Thoughts on C# Fluent Interfaces

Martin Fowler points to a couple of articles by Anders Norås on building internal / embedded domain specific languages in C#. Anders has built a DSL for creating calendar events and tasks, like you might expect to do in Outlook. Here’s an example:

ToDoComponent planningTask =
   Plan.ToDo("Plan project X").

EventComponent planningMeeting =
   Plan.Event("Project planning meeting").
      At("Head office").
      OrganizedBy("", "Jane Doe").
      CategorizeAs("Businees", "Development").
      Except.Each.Year.In(Month.July | Month.August);

It may not be as clean as a say a Ruby version might be, but even with all the parens and periods it’s still pretty readable. Fowler calls this a fluent interface, a term I like better than “internal DSL”.

Two things jumped out at me reading Anders’ entry on how he built this fluent interface. First, there’s a lot of code to make this work. Anders didn’t publish the code, but he did admit:

“Believe me, there will be a lot of code when you’re done. I’m almost there with this DSL, and at the time of writing it consists of 58 classes not including the API and tests.”

That’s 58 classes just to implement the fluent interface, not counting the underlying EventComponent API. That’s a lot of non-business logic code to write. How many projects are willing to invest that kind of time and effort to build a fluent interface? (I would guess “not many”)

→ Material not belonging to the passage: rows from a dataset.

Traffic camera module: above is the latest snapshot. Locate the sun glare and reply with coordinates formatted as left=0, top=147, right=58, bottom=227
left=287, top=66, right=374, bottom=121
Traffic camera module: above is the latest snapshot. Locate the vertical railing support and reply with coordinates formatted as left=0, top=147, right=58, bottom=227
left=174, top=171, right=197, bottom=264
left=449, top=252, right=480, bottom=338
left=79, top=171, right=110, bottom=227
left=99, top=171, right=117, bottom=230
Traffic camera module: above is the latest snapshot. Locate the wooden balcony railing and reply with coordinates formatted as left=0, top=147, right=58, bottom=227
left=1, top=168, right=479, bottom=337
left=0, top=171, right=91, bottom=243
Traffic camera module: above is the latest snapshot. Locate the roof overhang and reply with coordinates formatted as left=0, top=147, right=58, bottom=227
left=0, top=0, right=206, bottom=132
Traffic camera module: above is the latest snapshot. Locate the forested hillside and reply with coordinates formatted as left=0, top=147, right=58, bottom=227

However, I bet there’s a lot of template-izable code in Anders fluent interface. When he writes about keeping the language consistent by “creating branches within our grammar using different descriptor objects”, I can help but think about parser development with YACC and the like. These tools typically use a DSL like BNF. Maybe we could build a DSL for building fluent interfaces?

Second, Anders makes a very interesting point about the structure of the fluent interface code:

Writing DSLs is a little different from the regular object oriented programming style. You might have noticed that the Plan class has a verb for its name rather than the usual noun. This allows us to have a natural starting point for writing out the “sentence” explaining our intention.

Where have you seen this verb based approach before? Powershell cmdlets.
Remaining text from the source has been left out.